The discussion regarding Airbus's own twin-jet is taking place at a less than optimal time: the A380-800 programme is currently under great time pressure to overcome the last hurdles to certification and is demanding the undivided staffing and financial resources of its manufacturer before the development team can begin to think about the next variant, the A380-800F, and subsequent versions. Meanwhile the Airbus designers also have to look after the technologically challenging A400M military programme and keep an eye on the build-up of production of the airlifter.

Meanwhile changes currently under way in the shareholder structure of EADS are having a somewhat dampening impact on the willingness of the manufacturer to take financial risks. Six years after the foundation of the company and shortly after the announcement of record results (see FLUG REVUE 3/2006), major shareholders DaimlerChrysler AG and Lagardère SCA announced their intention to each reduce their EADS stakes by 7.5 percent by April 2007, cutting the German and French blocks back to 22.5 percent each. This parcel of shares, which will be placed on the market as scattered holdings, should realise over Euro 4 billion. DaimlerChrysler intends to concentrate more on its core business of building cars, while Lagardère is to concentrate on its media business.

The third major shareholder of EADS, BAE Systems plc, has recently announced its intention to sell its entire 20 percent share of Airbus with 13,000 directly associated jobs. According to rumours which have been circulating for some time in the industry, the British would prefer to sell their shares to the Germans and French and to invest the proceeds in the US defence industry. However, nothing should change as regards the practical production flow at Airbus UK and the division of work, at least until the A320 successor comes along.

The latest customer requests voiced by Steven Udvar-Hazy would make the A350 programme a lot more expensive. Instead of the presently assumed development cost of under five billion collars, the programme could be expected to cost eight to ten billion dollars, not much less than the 787 development programme, which has been costed at $11 billion. Moreover the extra new development work would delay the A350 programme, which is already lagging behind the 787, still further.

The 787 production line is already sold out to 2011. However it is not yet clear whether its sophisticated new technology, which may be expected to result in time-consuming teething problems and is based on a complicated global supply network, will really be able to enter into service in the planned timescale of mid-2008.

The cautious commercial posture adopted by Airbus over the A350 could pay off when it becomes a question of whether to design a successor to the A320. Here we can expect to see the next “fight to the finish” between Airbus and Boeing, as soon as a new generation of engines becomes available. In view of the strategic importance of the A320 successor, compared with the A350, Airbus is likely to come up with a brand-new design. But squandering the resources necessary for this prematurely on the A350 could possibly rob the later programme, which is actually more important to the company, of critical financial resources.

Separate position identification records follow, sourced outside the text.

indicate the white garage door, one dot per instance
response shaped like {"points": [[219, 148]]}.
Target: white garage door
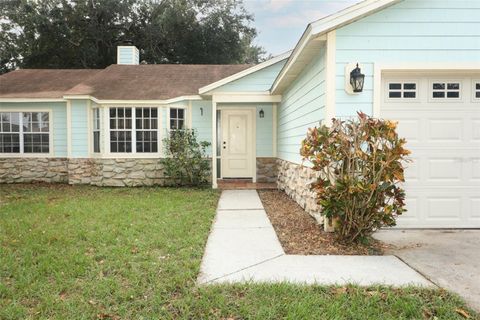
{"points": [[439, 115]]}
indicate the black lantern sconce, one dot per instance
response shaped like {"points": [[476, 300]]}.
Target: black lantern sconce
{"points": [[357, 79]]}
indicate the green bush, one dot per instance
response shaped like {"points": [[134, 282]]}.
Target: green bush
{"points": [[186, 163], [362, 165]]}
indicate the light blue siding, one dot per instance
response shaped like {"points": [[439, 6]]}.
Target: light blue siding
{"points": [[261, 80], [128, 55], [79, 128], [58, 121], [302, 107], [202, 124], [264, 129], [412, 31]]}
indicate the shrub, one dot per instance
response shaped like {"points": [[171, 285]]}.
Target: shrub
{"points": [[185, 162], [362, 163]]}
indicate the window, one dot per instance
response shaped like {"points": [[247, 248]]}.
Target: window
{"points": [[399, 90], [126, 133], [9, 132], [24, 132], [177, 118], [146, 121], [446, 90], [96, 130]]}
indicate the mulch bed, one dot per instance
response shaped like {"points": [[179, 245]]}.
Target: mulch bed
{"points": [[300, 234]]}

On the other hand, the A350 is aimed at a market which, as far as Airbus's regular customers are concerned, is already well supplied with numerous, relatively young A330's and A340-300's. Covering this limited market volume with a less expensive A350 could bring dividends to the airlines, if the lower development costs are passed on to the customers. Nevertheless, Airbus CEO Gustav Humbert announced at the opening of a new Airbus delivery centre in Toulouse named after Airbus pioneer Henri Ziegler that he intended to consider additional customer requests, even if this would require extra resources.